Der Gefahr, sich im Rahmen einer stationären Behandlung mit einem Krankenhauskeim anzustecken, kann im Übrigen nicht durch die gewünschte Zuweisung von Einzelzimmern entgegengetreten werden. Hierfür sind die den Krankenhausträgern auferlegten Hygieneanordnungen sowohl bei der Behandlung von Versicherten in Mehrbettzimmern wie in Einzelzimmern genau zu befolgen.
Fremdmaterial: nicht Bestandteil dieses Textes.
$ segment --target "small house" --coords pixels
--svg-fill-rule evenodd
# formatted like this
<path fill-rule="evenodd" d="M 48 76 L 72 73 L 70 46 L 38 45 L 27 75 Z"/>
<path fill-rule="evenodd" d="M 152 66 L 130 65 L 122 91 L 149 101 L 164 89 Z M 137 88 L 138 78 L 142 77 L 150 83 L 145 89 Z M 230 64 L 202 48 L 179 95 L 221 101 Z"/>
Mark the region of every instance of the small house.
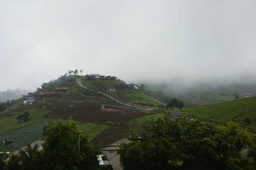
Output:
<path fill-rule="evenodd" d="M 90 76 L 92 78 L 100 78 L 100 74 L 90 74 Z"/>
<path fill-rule="evenodd" d="M 24 101 L 23 102 L 23 104 L 25 104 L 25 105 L 32 105 L 33 103 L 32 101 Z"/>
<path fill-rule="evenodd" d="M 99 166 L 110 166 L 109 162 L 108 160 L 108 159 L 106 156 L 103 156 L 103 155 L 97 155 L 97 158 L 99 161 Z"/>
<path fill-rule="evenodd" d="M 107 89 L 107 92 L 114 92 L 115 91 L 116 91 L 116 89 L 115 89 L 113 87 L 109 87 Z"/>
<path fill-rule="evenodd" d="M 118 78 L 116 76 L 111 76 L 111 80 L 117 80 Z"/>

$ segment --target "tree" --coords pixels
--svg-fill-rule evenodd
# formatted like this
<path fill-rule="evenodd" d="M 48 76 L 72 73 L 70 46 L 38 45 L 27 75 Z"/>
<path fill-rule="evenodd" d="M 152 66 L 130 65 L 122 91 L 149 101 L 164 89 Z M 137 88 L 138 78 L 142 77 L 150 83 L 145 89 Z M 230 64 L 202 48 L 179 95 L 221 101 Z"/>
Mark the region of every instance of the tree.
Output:
<path fill-rule="evenodd" d="M 0 153 L 0 169 L 4 169 L 5 167 L 4 160 L 7 159 L 7 154 L 5 153 Z"/>
<path fill-rule="evenodd" d="M 64 124 L 59 120 L 44 129 L 43 150 L 28 145 L 12 155 L 6 169 L 98 169 L 100 152 L 81 136 L 78 152 L 78 125 L 71 118 Z"/>
<path fill-rule="evenodd" d="M 235 99 L 239 99 L 240 97 L 239 97 L 239 95 L 238 94 L 235 94 Z"/>
<path fill-rule="evenodd" d="M 253 136 L 234 123 L 227 126 L 191 118 L 152 122 L 118 152 L 124 169 L 255 169 Z M 242 155 L 247 149 L 249 155 Z"/>
<path fill-rule="evenodd" d="M 28 111 L 25 111 L 22 114 L 19 115 L 17 119 L 19 119 L 20 122 L 26 122 L 28 120 L 28 117 L 29 117 L 29 113 Z"/>
<path fill-rule="evenodd" d="M 167 108 L 177 108 L 178 106 L 178 99 L 173 98 L 167 103 Z"/>
<path fill-rule="evenodd" d="M 178 101 L 178 108 L 181 109 L 184 107 L 184 102 L 183 101 Z"/>
<path fill-rule="evenodd" d="M 141 92 L 145 92 L 145 85 L 144 84 L 141 84 L 139 87 L 139 90 Z"/>
<path fill-rule="evenodd" d="M 250 124 L 252 122 L 252 120 L 248 117 L 244 118 L 244 121 L 246 124 Z"/>
<path fill-rule="evenodd" d="M 18 154 L 12 154 L 10 157 L 6 169 L 46 169 L 44 167 L 45 160 L 44 159 L 42 152 L 38 150 L 38 145 L 31 147 L 28 145 L 24 149 L 20 150 Z"/>
<path fill-rule="evenodd" d="M 77 70 L 77 69 L 76 69 L 76 70 L 74 71 L 74 74 L 75 74 L 75 75 L 77 74 L 78 74 L 78 70 Z"/>
<path fill-rule="evenodd" d="M 47 169 L 97 169 L 99 153 L 84 136 L 78 152 L 78 125 L 70 118 L 49 124 L 44 132 L 43 153 Z"/>

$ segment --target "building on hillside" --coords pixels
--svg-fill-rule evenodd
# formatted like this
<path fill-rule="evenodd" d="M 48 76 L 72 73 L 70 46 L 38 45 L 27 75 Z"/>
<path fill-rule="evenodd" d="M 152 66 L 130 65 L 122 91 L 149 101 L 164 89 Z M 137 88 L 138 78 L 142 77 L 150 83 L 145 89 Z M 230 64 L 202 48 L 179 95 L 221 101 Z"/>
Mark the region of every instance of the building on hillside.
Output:
<path fill-rule="evenodd" d="M 66 92 L 68 90 L 68 88 L 67 87 L 60 87 L 60 88 L 56 88 L 55 89 L 55 91 L 56 92 Z"/>
<path fill-rule="evenodd" d="M 106 80 L 111 80 L 111 77 L 112 76 L 107 76 L 105 77 L 105 79 Z"/>
<path fill-rule="evenodd" d="M 127 89 L 134 89 L 134 90 L 138 90 L 138 87 L 132 83 L 126 83 L 125 84 L 125 87 Z"/>
<path fill-rule="evenodd" d="M 107 92 L 114 92 L 115 91 L 116 91 L 116 89 L 115 89 L 113 87 L 109 87 L 107 89 Z"/>
<path fill-rule="evenodd" d="M 110 166 L 109 162 L 108 162 L 108 159 L 106 156 L 103 155 L 97 155 L 97 158 L 99 161 L 99 165 L 101 166 Z"/>
<path fill-rule="evenodd" d="M 24 101 L 23 102 L 23 104 L 25 104 L 25 105 L 32 105 L 33 103 L 32 101 Z"/>
<path fill-rule="evenodd" d="M 105 76 L 100 76 L 99 78 L 100 79 L 104 79 L 105 78 Z"/>
<path fill-rule="evenodd" d="M 100 74 L 90 74 L 90 76 L 92 78 L 99 78 L 100 76 Z"/>
<path fill-rule="evenodd" d="M 111 80 L 118 80 L 118 78 L 116 76 L 111 76 Z"/>

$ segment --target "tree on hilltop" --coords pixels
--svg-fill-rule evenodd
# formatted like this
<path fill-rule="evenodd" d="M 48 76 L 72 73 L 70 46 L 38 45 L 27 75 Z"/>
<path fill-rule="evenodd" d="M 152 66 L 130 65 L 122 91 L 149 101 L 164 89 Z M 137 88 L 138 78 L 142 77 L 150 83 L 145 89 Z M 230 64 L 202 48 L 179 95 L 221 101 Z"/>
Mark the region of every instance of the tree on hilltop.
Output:
<path fill-rule="evenodd" d="M 255 169 L 255 138 L 235 123 L 159 119 L 129 139 L 118 152 L 126 170 Z"/>
<path fill-rule="evenodd" d="M 100 152 L 83 136 L 78 152 L 78 124 L 71 118 L 67 123 L 60 120 L 50 122 L 44 129 L 42 139 L 42 150 L 28 145 L 10 157 L 5 169 L 99 169 L 97 155 Z"/>

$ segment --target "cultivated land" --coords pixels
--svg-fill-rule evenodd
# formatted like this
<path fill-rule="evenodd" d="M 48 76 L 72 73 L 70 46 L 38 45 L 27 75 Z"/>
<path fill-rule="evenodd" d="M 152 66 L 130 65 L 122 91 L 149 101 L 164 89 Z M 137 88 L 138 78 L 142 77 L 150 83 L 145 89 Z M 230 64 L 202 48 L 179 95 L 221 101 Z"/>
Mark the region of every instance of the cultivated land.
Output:
<path fill-rule="evenodd" d="M 184 108 L 182 113 L 220 123 L 234 121 L 256 132 L 256 97 Z M 250 120 L 246 121 L 246 118 Z"/>
<path fill-rule="evenodd" d="M 20 99 L 0 114 L 0 141 L 8 140 L 12 142 L 8 145 L 0 144 L 0 152 L 13 151 L 39 139 L 44 127 L 49 121 L 56 118 L 67 120 L 72 117 L 74 120 L 79 122 L 79 129 L 89 141 L 95 144 L 111 144 L 125 137 L 131 127 L 136 126 L 134 120 L 148 116 L 149 113 L 144 111 L 111 108 L 111 105 L 122 106 L 104 95 L 80 87 L 76 81 L 79 76 L 69 77 L 71 80 L 69 78 L 68 81 L 60 79 L 52 81 L 46 83 L 42 89 L 43 92 L 47 92 L 54 91 L 56 88 L 68 88 L 68 90 L 63 92 L 61 96 L 38 96 L 38 102 L 31 106 L 21 104 L 22 99 Z M 106 92 L 118 100 L 120 100 L 118 98 L 120 95 L 108 92 L 106 89 L 120 82 L 123 81 L 83 80 L 89 88 Z M 141 104 L 144 107 L 150 108 L 158 106 L 158 104 L 161 103 L 136 90 L 119 89 L 118 91 L 118 93 L 122 93 L 123 99 L 125 99 L 122 101 L 124 103 Z M 104 110 L 100 109 L 102 105 L 106 106 Z M 29 119 L 27 122 L 19 122 L 17 117 L 24 111 L 29 113 Z M 133 125 L 131 122 L 133 122 Z"/>

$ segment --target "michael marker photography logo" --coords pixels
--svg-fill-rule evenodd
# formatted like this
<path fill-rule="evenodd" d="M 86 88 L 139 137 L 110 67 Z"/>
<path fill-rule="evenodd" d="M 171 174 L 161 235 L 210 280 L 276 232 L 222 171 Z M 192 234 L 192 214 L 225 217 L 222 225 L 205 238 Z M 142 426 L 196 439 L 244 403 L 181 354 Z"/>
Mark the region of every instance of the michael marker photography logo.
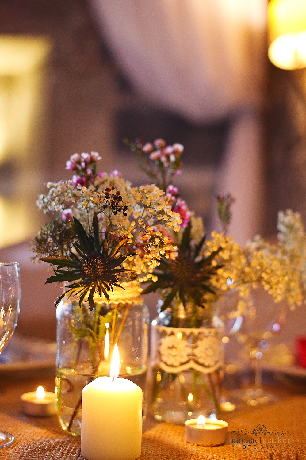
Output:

Ein Verstoß gegen Art 1 S 1 GG ist nicht zu erkennen. Das Grundrecht aus Art 1 Abs 1 GG i.V.m. dem Sozialstaatsprinzip ist als Gewährleistungsrecht zu betrachten. Es ist dem Grunde nach unverfügbar und muss eingelöst werden, bedarf aber der Konkretisierung und stetigen Aktualisierung durch den Gesetzgeber, der die zu erbringenden Leistungen an den jeweiligen Entwicklungsstand des Gemeinwesens und den bestehenden Lebensbedingungen auszurichten hat. Dabei steht ihm ein Gestaltungsspielraum zu (BVerfG, 09.02.2010, 1 BvL 1/09). Es mag zwar sein, dass aufgrund der zunehmenden Individualisierung der Gesellschaft ein Wandel dahingehend stattgefunden hat, dass die stationäre Behandlung in Mehrbettzimmern als Folge eines durch allgemeinen Wohlstand entstandenen Anspruchsdenkens zunehmend nicht gewünscht wird. Es ist allerdings keinesfalls Aufgabe der gesetzlichen Krankenversicherung, einer solchen Entwicklung Rechnung zu tragen, indem sie Leistungen zur Verfügung stellt, die sich als unwirtschaftlich darstellen, auch wenn sie dem Genesungsprozess durch einen ungestörten Klinikaufenthalt in Einzelfällen zuträglich sein mögen.
Die Klage war daher abzuweisen.
Die Kostenentscheidung beruht auf §§ 183, 193 SGG.